Methadone: the ‘government drug’
The State is official opiate supplier to 10,000 people. Methadone stabilises, and sometimes even saves, the lives of heroin users, but many are in their second decade of dependency
Darren Balfe reaches under the sink and takes out a cornflakes box. From it he produces a plastic bag containing a nearly empty plastic bottle with a green liquid at the bottom. “That’s one day’s dose,” he says. His girlfriend is playing with their baby in the next room. It’s a “takeaway”, which means that Balfe is trusted to receive a full week’s supply of methadone.
What does it taste like?
“Want to try it?” says Balfe.
I must look as if I’m considering it, because Balfe puts it back in the bag and laughs. A dose of methadone prescribed for a seasoned drug user, I’m later told by Dr Joe Barry, an HSE public-health specialist, could easily kill me.
“It tastes a bit like cough syrup,” says Balfe. When he drinks it he goes “from itchy, agitated and wanting, to feeling normal.” It does not, he says, make him high. For heroin users who want to straighten out, methadone maintenance is the only option widely available.
Balfe was first prescribed methadone 18 years ago. He is one of about 10,000 people for whom the State acts as an official opiate dealer. (There are another 10,000 or so heroin users not in the methadone system.) We’ve been prescribing methadone since the late 1980s.

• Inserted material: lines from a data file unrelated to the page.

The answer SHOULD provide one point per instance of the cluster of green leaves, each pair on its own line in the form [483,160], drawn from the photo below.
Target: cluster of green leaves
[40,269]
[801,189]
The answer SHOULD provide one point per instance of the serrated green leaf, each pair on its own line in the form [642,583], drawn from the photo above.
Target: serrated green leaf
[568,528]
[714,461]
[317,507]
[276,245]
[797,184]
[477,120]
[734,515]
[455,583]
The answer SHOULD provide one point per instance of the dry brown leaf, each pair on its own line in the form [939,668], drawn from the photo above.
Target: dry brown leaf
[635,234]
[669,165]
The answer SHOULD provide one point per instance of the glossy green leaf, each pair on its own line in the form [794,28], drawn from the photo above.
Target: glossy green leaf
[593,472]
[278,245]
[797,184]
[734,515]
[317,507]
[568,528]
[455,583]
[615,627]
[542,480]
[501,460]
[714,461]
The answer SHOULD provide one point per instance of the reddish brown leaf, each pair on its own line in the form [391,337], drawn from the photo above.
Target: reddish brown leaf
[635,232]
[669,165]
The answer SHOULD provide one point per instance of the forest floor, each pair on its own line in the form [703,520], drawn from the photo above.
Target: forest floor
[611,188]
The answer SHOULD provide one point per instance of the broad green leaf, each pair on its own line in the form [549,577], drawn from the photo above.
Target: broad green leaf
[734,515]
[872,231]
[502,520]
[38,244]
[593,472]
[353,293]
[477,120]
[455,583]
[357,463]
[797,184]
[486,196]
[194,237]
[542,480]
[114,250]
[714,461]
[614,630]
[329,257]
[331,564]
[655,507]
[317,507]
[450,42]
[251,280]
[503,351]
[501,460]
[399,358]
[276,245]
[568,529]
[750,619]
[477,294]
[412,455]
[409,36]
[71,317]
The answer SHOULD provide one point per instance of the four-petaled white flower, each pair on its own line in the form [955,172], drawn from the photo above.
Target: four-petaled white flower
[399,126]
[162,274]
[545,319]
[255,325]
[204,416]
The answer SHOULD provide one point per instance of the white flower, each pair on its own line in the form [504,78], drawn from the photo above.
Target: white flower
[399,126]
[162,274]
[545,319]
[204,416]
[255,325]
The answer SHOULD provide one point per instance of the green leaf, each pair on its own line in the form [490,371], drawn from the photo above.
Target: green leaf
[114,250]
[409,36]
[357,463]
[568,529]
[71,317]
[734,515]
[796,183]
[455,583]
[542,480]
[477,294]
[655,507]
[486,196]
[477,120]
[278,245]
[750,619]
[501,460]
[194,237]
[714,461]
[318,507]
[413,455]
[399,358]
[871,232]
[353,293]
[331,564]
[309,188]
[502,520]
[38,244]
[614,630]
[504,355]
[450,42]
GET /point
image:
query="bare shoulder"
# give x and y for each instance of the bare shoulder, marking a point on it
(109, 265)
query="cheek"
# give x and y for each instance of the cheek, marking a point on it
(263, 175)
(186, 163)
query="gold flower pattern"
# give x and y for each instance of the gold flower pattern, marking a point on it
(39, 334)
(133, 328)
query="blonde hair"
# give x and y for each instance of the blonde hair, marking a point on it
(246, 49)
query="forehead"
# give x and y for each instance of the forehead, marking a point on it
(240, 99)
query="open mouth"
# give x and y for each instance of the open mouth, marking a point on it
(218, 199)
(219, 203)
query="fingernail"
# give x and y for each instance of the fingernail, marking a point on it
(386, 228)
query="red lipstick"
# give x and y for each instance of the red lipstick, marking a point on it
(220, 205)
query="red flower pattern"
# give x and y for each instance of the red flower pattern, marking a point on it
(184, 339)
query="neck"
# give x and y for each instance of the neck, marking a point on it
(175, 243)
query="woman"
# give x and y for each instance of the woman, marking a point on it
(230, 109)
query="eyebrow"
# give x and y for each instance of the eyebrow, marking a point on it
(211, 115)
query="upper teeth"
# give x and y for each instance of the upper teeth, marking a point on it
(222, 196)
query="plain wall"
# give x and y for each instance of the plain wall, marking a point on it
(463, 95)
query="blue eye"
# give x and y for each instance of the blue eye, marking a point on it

Originally developed as an alternative to morphine in the 1930s by a German company, IG Farben, it wasn’t until the 1960s that Rockefeller University researchers Vincent Dole and Marie Nyswander pioneered its use to stop heroin withdrawal and block the heroin high. They argued that “the status of insulin for diabetes was comparable with methadone for heroin addiction”, says Shane Butler, who is associate professor of social work and social policy at Trinity College Dublin. In their view “you put heroin addicts on methadone and left them on it indefinitely”.
The idea of giving opiates to opiate addicts was then revolutionary, but around the world maintenance drugs now include methadone, morphine, buprenorphine and, in some countries, even heroin itself.
In Ireland, until the 1980s, we preferred the abstinence-based approach favoured by Narcotics Anonymous and referred to as the Minnesota Model. Methadone maintenance “would have been philosophically alien here” at that time, says Butler.
What changed in the 1980s was the spread of HIV. Methadone was “snuck in in a quite covert way, with little or no debate, not on the basis of any great liberalisation but as a purely pragmatic public-health thing,” says Butler. “This is a terrible thing to say, but as long as heroin addicts were only killing themselves there was a kind of public indifference.
“However, what became clear very early was that, by sharing injecting equipment, heroin users were transmitting HIV among themselves – and through sexual contact they were a bridge for taking HIV into the general, so-called respectable population. That was the impetus for the introduction of mass methadone prescribing.”
Barry, who was the Eastern Health Board’s Aids and drug co-ordinator in the 1990s, recalls visiting the Netherlands in 1991 to see how it dealt with heroin addiction. Its more liberal “harm reduction” policies sought not to entirely eradicate drug use but to minimise damage to the user and to society. “It was a northern European rationalist approach, including needle exchanges and maintenance outreach to drug users.”
Back home Barry attended public meetings in heroin-ravaged communities where he explained methadone to locals and met public-health nurses and GPs. “It was a big change in policy,” he says.
Widespread methadone maintenance began in 1992. There were some hiccups, says Barry, such as instances of “rogue GPs” prescribing out of the boots of cars.
But a legislative framework, the Methadone Protocol, put in place in 1998, compensated doctors and stemmed the leakage of methadone on to the black market.
Tony Geoghegan, chief executive of Merchant’s Quay drug services, outlines how methadone treatment works. “A GP will refer you to a clinic, and there they will take a urine sample, to ascertain if there are actually opiates in your system. Then they’ll try to titrate a dose for you and prescribe that for you on a daily basis.